If you are a postpartum mom and are feeling down, lost, uncomfortable, sad, hopeless, or just unhappy, you might be suffering through some PPD (postpartum depression), too.

Here are some signs of PPD:

According to the mommy-favorite book “What to Expect When You’re Expecting” signs may include:

  • crying and irritability
  • sleep problems
  • eating problems
  • persistent feelings of sadness, hopelessness, and helplessness
  • an inability or lack of desire to care for yourself or your newborn
  • social withdrawal
  • excessive worry
  • aversion to your newborn
  • feeling all alone
  • memory loss

This is a pretty large and comprehensive list. But what I’d like to do is share more specific, real-life examples gathered from my own experience. PPD is not easy to talk about. But if you’re reading this post, I’m glad you’re here. Here are the signs and symptoms of postpartum depression that I experienced.

  • When people would ask me, “don’t you just love being a mom?” I would say something like “oh yeah, it’s great.” But I didn’t really feel that way. In my head, I was saying things like, “no. I hate it. I don’t like being a mom. It’s hard. I can’t do it.”
  • I had no desire to cuddle with my baby. I don’t remember ever just randomly scooping up my baby just to cuddle out of love and affection.
  • I hardly ever smiled or laughed.
  • I was beyond exhausted – I was only getting broken sleep and was seeing hallucinations.
  • I daydreamed about putting baby in the car seat and just driving away – just “escaping” somehow.
  • I felt stuck. I felt like this day-in, day-out job of caring for baby was torturous. I didn’t enjoy it, it was just something I had to do.
  • I felt guilty. “What’s wrong with me? I’m a terrible mom. I suck. I don’t deserve this child.”

These are some of the main signs and symptoms of postpartum depression that I experienced. If you are feeling similar things, you may be suffering through some PPD.

So what’s the next step?

First, tell someone how you’re feeling. Tell anyone – your husband, mom, sister, grandma, friend. Let someone know what you’re going through. This the very first, most important step. Talk. Share how you’re really doing. It’s not easy! I know this, mama. It’s very difficult to talk about it. But be brave. You can do it!

Next, let your listener help you determine the next steps. Should you visit your pastor? Schedule an appointment with a counselor? See a doctor? Let your listener help you. They care about you, and will want to help you in any way they can.

During my PPD journey, I never took the next steps. I was barely able to share with my husband how I was really feeling, and I never spoke with a pastor, counselor, or doctor. Taking these steps would have helped me out; I am sure of that. Speaking out and getting help will be good for you, mama. Share how you feel.
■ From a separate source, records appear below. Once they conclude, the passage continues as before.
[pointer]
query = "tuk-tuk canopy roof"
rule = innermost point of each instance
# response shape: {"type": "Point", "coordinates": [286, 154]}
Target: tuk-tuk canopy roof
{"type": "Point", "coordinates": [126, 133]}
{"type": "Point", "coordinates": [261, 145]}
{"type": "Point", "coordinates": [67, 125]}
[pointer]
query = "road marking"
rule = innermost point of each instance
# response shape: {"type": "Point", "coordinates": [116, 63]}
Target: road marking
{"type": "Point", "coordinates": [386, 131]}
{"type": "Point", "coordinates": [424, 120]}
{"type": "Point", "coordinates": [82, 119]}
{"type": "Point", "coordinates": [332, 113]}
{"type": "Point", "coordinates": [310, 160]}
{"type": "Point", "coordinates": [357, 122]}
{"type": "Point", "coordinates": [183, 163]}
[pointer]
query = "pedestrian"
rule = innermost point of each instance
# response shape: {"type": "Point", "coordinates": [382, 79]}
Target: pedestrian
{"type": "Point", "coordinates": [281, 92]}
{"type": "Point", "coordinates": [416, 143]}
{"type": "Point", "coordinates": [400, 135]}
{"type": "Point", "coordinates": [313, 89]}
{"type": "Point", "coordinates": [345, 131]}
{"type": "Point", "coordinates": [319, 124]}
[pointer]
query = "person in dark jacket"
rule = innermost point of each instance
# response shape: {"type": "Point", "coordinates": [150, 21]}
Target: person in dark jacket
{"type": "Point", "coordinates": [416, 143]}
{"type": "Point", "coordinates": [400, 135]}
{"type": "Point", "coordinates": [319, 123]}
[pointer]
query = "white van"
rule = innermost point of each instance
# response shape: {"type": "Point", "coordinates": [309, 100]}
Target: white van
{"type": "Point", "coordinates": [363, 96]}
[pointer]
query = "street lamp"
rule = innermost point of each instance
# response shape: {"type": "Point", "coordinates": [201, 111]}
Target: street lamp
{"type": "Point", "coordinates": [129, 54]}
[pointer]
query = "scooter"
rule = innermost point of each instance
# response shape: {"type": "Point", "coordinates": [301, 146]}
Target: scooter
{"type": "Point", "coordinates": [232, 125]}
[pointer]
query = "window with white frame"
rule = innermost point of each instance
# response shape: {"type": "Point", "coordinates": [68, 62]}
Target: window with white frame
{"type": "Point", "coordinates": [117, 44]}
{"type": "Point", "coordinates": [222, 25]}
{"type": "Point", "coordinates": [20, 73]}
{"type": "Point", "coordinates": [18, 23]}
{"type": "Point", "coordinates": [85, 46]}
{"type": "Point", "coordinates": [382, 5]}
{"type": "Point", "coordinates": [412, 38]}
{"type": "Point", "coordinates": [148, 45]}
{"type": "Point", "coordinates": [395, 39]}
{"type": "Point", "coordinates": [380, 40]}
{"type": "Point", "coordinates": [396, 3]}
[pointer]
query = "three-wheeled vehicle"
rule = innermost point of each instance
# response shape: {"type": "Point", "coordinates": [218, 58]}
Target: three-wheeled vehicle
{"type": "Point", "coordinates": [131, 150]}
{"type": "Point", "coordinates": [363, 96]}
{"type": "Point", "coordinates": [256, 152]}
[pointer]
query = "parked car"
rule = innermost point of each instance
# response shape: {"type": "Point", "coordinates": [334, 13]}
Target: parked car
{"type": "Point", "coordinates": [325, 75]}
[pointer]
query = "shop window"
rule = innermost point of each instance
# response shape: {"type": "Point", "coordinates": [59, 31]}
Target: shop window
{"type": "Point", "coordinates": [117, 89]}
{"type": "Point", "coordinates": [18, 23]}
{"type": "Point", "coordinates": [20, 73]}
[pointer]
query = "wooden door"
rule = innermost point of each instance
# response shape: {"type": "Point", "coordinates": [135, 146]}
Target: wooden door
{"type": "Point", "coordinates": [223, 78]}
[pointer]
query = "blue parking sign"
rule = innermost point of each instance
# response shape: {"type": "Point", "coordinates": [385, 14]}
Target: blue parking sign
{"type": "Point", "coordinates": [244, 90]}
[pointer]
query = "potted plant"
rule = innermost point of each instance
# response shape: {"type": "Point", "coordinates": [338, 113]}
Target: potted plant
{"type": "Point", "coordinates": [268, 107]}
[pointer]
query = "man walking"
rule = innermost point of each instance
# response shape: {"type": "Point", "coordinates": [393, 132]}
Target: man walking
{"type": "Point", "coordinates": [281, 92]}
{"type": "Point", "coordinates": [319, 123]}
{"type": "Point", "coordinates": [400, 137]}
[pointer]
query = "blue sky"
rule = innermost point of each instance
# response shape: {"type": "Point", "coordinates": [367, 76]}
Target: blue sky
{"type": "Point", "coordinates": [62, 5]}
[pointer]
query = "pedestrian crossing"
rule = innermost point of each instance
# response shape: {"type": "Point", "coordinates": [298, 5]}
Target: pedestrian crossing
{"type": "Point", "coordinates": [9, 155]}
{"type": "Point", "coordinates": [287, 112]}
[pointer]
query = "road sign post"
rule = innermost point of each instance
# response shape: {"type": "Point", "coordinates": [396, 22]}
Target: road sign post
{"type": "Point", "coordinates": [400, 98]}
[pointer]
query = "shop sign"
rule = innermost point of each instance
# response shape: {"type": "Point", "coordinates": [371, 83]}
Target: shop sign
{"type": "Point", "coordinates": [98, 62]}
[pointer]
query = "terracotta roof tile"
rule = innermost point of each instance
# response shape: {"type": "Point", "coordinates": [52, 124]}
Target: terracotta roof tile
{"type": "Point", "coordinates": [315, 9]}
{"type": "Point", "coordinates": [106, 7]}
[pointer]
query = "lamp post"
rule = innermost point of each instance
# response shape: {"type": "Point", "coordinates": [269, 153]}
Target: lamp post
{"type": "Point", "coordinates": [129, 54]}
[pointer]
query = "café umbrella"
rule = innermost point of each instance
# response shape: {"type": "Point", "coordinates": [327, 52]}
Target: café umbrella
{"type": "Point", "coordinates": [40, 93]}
You can do it!

If it is determined that you are going through PPD, the next part in your journey will be learning how to cope and recover. I’d like to discuss that in another post. For now, I’d like to give you a hug and help you determine how you really feel. If you are experiencing any of the signs and symptoms of PPD mentioned about, talk to someone about it. Then determine what to do next.

Dear Mama,

I’m glad you’re here. I’m sorry you are feeling the way you do. I’ve been there, and I would never wish that on anyone else. May I pray for you? I will ask that Jesus would send you His love, peace, and grace. I will ask that He would help you find loving people who will listen and walk through this journey with you. I will pray that you will get through this. Jesus loves you, mama. I do too! Hang in there.